MRI Response Assessment in Glioblastoma Patients Treated with Dendritic-Cell-Based Immunotherapy

Johanna Heugenhauser  1 Malik Galijasevic  2   3 Stephanie Mangesius  2   3 Georg Goebel  4 Johanna Buchroithner  5 Friedrich Erhart  6   7 Josef Pichler  8 Georg Widhalm  6 Günther Stockhammer  1 Sarah Iglseder  1 Christian F Freyschlag  9 Stefan Oberndorfer  10 Karin Bordihn  11 Gord von Campe  12 Thomas Czech  6 Birgit Surböck  13 Tadeja Urbanic Purkart  14 Christine Marosi  15 Thomas Felzmann  16 Martha Nowosielski  1
Affiliations

MRI Response Assessment in Glioblastoma Patients Treated with Dendritic-Cell-Based Immunotherapy

Johanna Heugenhauser et al. Cancers (Basel). .

Abstract

Introduction: In this post hoc analysis we compared various response-assessment criteria in newly diagnosed glioblastoma (GB) patients treated with tumor lysate-charged autologous dendritic cells (Audencel) and determined the differences in prediction of progression-free survival (PFS) and overall survival (OS). Methods: 76 patients enrolled in a multicenter phase II trial receiving standard of care (SOC, n = 40) or SOC + Audencel vaccine (n = 36) were included. MRI scans were evaluated using MacDonald, RANO, Vol-RANO, mRANO, Vol-mRANO and iRANO criteria. Tumor volumes (T1 contrast-enhancing as well as T2/FLAIR volumes) were calculated by semiautomatic segmentation. The Kruskal-Wallis-test was used to detect differences in PFS among the assessment criteria; for correlation analysis the Spearman test was used. Results: There was a significant difference in median PFS between mRANO (8.6 months) and Vol-mRANO (8.6 months) compared to MacDonald (4.0 months), RANO (4.2 months) and Vol-RANO (5.4 months). For the vaccination arm, median PFS by iRANO was 6.2 months. There was no difference in PFS between SOC and SOC + Audencel. The best correlation between PFS/OS was detected for mRANO (r = 0.65) and Vol-mRANO (r = 0.69, each p < 0.001). A total of 16/76 patients developed a pure T2/FLAIR progressing disease, and 4/36 patients treated with Audencel developed pseudoprogression.

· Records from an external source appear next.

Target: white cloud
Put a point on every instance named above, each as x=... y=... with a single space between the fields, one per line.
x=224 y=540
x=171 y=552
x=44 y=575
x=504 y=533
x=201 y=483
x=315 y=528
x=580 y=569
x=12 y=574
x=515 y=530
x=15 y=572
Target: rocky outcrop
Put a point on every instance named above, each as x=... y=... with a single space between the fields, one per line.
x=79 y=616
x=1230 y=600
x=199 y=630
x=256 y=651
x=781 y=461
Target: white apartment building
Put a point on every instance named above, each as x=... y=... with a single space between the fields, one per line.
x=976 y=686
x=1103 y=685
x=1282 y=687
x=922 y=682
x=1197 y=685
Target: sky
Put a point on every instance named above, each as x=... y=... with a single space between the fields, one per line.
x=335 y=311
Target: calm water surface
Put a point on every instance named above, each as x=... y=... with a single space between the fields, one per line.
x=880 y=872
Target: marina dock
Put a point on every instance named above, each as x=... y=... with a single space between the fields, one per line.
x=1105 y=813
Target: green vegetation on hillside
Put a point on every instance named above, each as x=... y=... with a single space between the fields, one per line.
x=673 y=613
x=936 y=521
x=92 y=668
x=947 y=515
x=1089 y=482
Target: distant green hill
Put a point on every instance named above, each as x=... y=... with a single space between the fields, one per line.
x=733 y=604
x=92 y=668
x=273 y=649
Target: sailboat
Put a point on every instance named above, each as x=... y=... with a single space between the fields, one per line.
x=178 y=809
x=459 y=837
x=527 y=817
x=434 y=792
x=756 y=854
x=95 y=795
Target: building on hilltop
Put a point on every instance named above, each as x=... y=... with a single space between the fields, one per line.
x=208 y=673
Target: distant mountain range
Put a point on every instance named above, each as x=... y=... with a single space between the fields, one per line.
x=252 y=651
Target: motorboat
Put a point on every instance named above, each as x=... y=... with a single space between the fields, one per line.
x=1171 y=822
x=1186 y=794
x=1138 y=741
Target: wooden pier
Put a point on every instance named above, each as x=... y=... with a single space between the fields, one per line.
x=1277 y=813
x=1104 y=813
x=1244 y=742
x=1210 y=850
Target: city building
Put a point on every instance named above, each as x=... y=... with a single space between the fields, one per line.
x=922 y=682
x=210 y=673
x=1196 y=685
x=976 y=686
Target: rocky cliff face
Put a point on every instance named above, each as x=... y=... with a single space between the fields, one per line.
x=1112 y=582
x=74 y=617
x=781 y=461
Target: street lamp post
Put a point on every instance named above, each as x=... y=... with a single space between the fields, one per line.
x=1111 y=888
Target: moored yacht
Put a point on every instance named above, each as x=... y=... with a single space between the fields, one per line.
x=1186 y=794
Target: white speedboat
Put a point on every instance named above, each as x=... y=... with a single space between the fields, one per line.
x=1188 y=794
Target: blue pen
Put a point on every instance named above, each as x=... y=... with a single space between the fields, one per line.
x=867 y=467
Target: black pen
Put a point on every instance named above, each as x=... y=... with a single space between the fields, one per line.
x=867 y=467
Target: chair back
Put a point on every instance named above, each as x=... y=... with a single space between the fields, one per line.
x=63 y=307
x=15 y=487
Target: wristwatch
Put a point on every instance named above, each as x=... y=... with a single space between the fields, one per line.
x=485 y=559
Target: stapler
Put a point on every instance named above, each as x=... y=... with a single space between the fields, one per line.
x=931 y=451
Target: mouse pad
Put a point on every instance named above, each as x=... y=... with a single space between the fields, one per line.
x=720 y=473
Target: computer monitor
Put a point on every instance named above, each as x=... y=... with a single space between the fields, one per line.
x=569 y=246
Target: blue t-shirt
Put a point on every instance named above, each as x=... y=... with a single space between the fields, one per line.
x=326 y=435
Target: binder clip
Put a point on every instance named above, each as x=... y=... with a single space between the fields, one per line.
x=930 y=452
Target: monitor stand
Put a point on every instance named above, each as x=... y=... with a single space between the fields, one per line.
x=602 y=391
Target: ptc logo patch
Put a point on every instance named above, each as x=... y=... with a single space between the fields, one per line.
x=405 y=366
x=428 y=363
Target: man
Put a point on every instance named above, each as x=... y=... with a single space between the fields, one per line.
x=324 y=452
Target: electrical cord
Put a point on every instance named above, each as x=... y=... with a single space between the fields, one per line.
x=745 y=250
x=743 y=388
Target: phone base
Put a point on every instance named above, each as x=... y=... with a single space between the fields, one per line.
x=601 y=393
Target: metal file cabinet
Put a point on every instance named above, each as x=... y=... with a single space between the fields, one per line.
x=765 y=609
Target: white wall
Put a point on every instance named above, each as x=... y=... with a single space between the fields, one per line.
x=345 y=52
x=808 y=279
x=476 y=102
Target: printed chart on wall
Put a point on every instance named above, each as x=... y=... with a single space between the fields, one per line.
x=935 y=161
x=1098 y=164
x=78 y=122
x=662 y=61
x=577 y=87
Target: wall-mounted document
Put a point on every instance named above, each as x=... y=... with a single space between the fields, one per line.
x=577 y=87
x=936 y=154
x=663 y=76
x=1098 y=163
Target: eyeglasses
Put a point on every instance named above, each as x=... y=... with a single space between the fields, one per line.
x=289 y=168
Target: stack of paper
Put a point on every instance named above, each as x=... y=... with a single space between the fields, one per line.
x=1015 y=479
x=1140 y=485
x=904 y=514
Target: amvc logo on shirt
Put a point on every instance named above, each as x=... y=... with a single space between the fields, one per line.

Conclusion: When comparing different response-assessment criteria in GB patients treated with dendritic cell-based immunotherapy, the best correlation between PFS and OS was observed for mRANO and Vol-mRANO. Interestingly, iRANO was not superior for predicting OS in patients treated with Audencel.

Keywords: glioblastoma; iRANO; immunotherapy; mRANO; radiologic response criteria; volumetric measurements.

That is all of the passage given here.